A Statistics Question

Since my amateur discursion into stochasticity appears to have flushed out all of the mathematically savvy, I'm going pose a real life statistics question for you. I have some data that are non-normally distributed (in fact, they really don't seem to fit any distribution well--and, yes, I've tried various transformations and the data still don't fit anything). If the data were normally distributed, I would like to perform ANOVA to partition the sources of variance (using percent sums of squares).

Since the data aren't normally distributed, ANOVA is not the right test to use. Because I'm using a full-factorial model with four factors, using Friedman's test or any of the one-way non-parametric tests doesn't seem to apply either. I should add that, while my data are continuous, I can transform the data into ordinal and/or nominal categories if that would help. While logistic regression could circumvent the non-normality problem, I'm unaware of how one partitions variance with that test (if there's a way to do so, please let me know).

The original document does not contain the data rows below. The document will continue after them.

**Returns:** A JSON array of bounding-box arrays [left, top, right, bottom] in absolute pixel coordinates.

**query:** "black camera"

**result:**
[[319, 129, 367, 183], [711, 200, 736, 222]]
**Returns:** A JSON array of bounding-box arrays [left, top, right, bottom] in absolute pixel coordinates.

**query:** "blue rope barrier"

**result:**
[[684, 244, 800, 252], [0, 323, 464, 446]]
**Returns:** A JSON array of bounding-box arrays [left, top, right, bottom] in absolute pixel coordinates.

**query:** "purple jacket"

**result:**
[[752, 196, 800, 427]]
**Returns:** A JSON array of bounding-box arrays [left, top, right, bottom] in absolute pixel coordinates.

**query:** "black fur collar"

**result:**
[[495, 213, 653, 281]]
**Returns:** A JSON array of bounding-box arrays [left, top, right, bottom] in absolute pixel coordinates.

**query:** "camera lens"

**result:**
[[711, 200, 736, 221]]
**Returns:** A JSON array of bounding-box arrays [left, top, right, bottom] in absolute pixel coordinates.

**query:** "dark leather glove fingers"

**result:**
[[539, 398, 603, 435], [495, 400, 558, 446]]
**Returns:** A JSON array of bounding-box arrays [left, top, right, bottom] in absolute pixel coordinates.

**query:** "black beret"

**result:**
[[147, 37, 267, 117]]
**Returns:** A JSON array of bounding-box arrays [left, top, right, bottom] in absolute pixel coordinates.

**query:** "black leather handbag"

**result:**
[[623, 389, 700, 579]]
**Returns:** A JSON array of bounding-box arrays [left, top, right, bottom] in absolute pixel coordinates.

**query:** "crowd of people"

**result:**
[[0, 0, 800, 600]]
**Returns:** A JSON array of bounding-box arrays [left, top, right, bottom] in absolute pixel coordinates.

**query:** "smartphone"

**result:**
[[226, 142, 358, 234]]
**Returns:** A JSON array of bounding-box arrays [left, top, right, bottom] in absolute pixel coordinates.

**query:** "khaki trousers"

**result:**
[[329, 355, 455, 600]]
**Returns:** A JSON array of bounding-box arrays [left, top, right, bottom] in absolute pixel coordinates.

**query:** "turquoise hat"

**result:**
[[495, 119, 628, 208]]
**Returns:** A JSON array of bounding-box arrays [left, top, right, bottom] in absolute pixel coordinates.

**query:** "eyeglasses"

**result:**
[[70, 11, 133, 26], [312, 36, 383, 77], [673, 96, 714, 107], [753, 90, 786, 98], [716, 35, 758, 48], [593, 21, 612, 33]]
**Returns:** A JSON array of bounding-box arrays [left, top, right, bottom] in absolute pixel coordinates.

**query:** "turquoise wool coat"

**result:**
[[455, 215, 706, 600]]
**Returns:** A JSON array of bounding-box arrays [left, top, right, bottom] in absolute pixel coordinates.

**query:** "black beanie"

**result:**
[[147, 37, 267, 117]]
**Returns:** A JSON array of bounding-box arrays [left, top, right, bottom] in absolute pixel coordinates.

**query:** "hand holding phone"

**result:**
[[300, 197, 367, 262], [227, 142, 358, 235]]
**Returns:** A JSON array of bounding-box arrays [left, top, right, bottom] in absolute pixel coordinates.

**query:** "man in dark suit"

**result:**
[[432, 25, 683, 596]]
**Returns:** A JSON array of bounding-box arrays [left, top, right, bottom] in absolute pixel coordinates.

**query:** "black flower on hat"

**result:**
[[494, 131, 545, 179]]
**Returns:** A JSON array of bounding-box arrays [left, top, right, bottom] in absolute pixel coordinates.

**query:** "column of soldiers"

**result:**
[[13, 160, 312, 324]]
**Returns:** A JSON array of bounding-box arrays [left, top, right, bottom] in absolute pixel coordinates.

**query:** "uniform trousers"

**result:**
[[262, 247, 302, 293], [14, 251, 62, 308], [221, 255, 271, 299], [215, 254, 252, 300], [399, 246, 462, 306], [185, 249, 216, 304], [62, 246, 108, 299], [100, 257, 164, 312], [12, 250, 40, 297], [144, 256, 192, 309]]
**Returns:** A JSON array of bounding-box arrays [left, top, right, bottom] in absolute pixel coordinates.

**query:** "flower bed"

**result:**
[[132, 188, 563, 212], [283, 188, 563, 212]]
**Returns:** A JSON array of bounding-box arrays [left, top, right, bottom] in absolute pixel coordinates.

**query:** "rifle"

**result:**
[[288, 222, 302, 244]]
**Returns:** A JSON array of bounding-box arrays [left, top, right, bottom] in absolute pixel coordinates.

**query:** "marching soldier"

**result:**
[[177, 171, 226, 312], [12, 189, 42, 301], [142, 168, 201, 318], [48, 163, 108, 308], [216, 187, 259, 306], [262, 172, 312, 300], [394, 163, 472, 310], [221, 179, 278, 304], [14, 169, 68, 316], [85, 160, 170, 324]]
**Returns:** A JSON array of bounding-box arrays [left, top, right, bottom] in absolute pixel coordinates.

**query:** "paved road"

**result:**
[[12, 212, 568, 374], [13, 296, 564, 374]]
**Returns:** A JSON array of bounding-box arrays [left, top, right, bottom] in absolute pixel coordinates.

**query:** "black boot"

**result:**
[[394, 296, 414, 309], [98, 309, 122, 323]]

Any ideas? If there are any statistics programs or R packages out there that can handle this, please let me know. Don't be shy...

Tags

More like this

Warning: there is an excellent chance that I don't know what I'm talking about.

The Kruskal Wallis test is the nonparametric analogue of ANOVA.

Or you could force your data into a gaussian distribution using ranks, a la the following R code:

x = (rank(x)-.5)/length(x)
x = qnorm(x)

Here's a paper that might be of service, "Rank-Based Analyses of Linear Models Using R":
http://www.jstatsoft.org/v14/i07/v14i07.pdf

The R library MASS has some other robust stuff as well, from what I recall.

By igor eduardo kupfer (not verified) on 07 Jul 2006 #permalink

Perhaps your results are purely random, so there would be noway you get them to mean anything.

By eric bloodaxe (not verified) on 08 Jul 2006 #permalink

Do you get significant results from an ANOVA? Violating the assumptions will usually make your test less powerful, so if you still get significance, that's a good sign. ANOVA is generally considered robust to non-normality. Are your variances fairly constant? ANOVA is less resistant to heteroskedasticity than to non-normality.

This posting gives some hints about using proportional odds models as a path to robust ANOVA. For logistic regressions, look especially at the conditional logit functions.

Mike, you've got two copies of the original post.
And they've got different comments.
Read both!

Your data of interest follows which distribution? You may apply an approximation techinique to make your data follow the normal distribution and then you can apply ANOVA, now can't you?

It goes like, as if X is a random variable ~ BIN (n; p). It can't be easily approximated to normal distribution by applying stirling formula of n!

You may also find Minitab helpfull and convenient for analysis of variance.